What Evidence to Prove Harassment?
Harassment is defined as improper conduct by an individual, that is directed at and offensive to another individual in the workplace, including at any event or any location related to work, and that the individual knew or ought reasonably to have known would cause offence or harm. Each of the above elements must be present to establish harassment.
Criteria to Prove Harassment
Harassment is serious. To substantiate harassment allegations, it must be demonstrated that, according to the balance of probability:
The harasser displayed an improper and offensive conduct including objectionable acts, comments or displays, or acts of intimidation or threats, or acts, comments or displays. Offensive conduct can take many different forms, including the use of ethnic slurs or racist jokes, the demand for sexual favors, or the mimicking of an individual with a disability for the purposes of ridicule.
The behaviour was directed at the person being harassed.
The person being harassed was offended or harmed, including the feeling of being demeaned, belittled, personally humiliated or embarrassed, intimidated or threatened.
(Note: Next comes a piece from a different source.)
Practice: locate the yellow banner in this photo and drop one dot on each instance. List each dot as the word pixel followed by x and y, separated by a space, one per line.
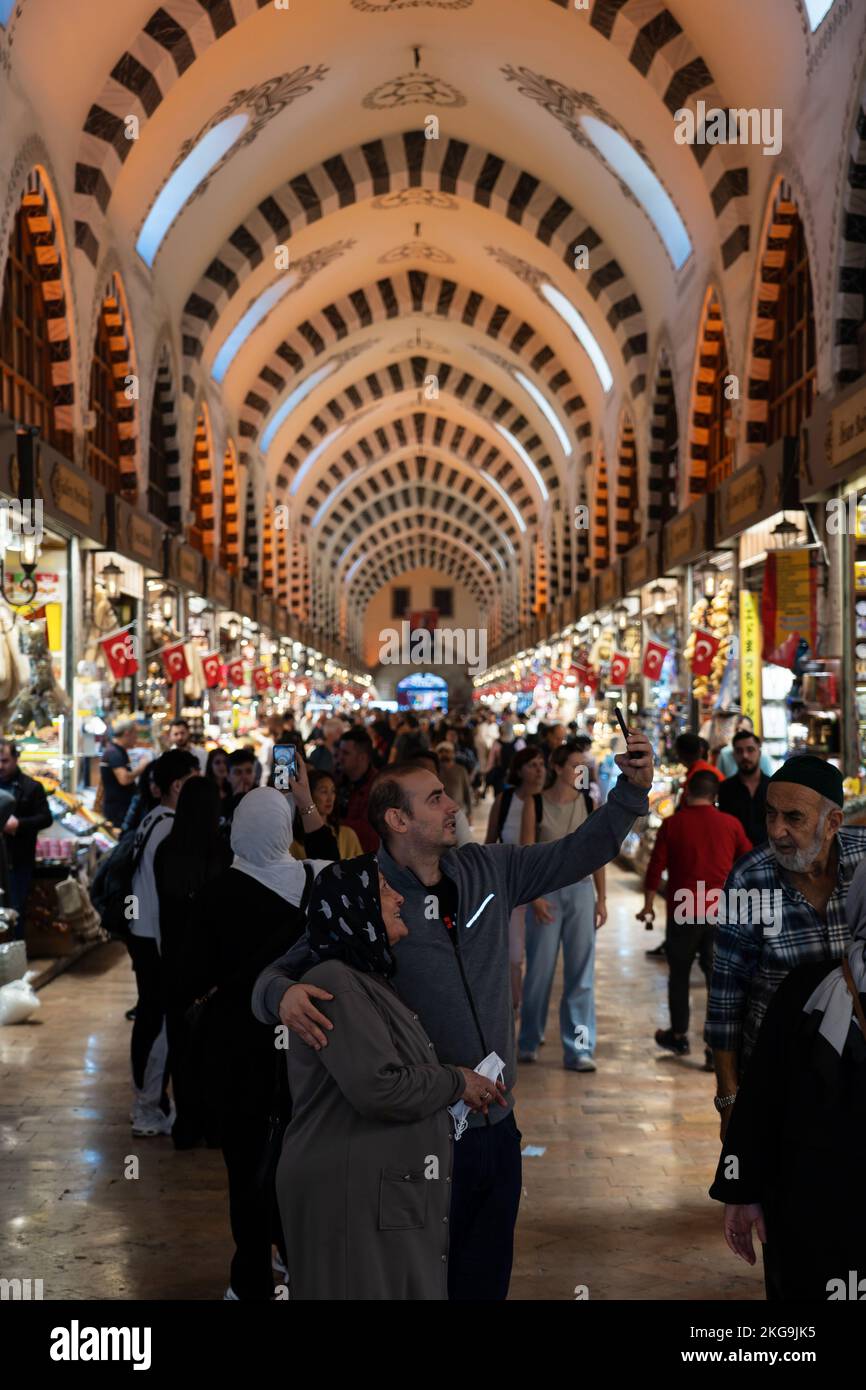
pixel 751 642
In order for the offensive behavior to count as harassment, it must be unwelcome.
The harasser knew or reasonably ought to have known that such behaviour would cause offence or harm. If you find a particular behaviour offensive, humiliating or intimidating, then it is harassment, if you told the harasser that the behaviour was unwelcome and unacceptable. It doesn’t matter how the harasser or anyone else perceives the behaviour.
The behaviour occurred in the workplace or at any location or any event related to work, including while on travel status, at a conference where attendance is sponsored by the employer, at employer sponsored training activities/information sessions and at employer sponsored events, including social events.
There was a series of incidents or one severe incident which had a lasting impact on the individual. Note that in the case of sexual harassment particularly, a single incident may be viewed to be more significant in circumstances when your relationship at work is one where the employer has influence or power over you with regard to career advancement, performance review, day to day management of activities, work assignments and the carrying out of progressive disciplinary measures.
The series of incidents or one severe incident must be serious enough to affect your ability to work. The behavior must be proven to be severe enough that the behavior affected an individual’s work. This can mean either that explicit demands were made (sexual favors for promotion, for instance) or simply a feeling that your job could be affected (regular racist jokes that suggest a person of color is not welcome at work and may lose their job).
In order to make a finding of harassment, each of the above elements must be present. If even one of these elements cannot be proven, there will not likely be a finding of harassment.
In addition, if it is a claim of harassment and discrimination under the Human Rights Code, the series of incidents or one severe incident being complained about MUST be related to harassment and discrimination because of race, ancestry, place of origin, colour, ethnic origin, citizenship, creed, sexual orientation, gender identity, gender expression, age, record of offences, marital status, family status or disability.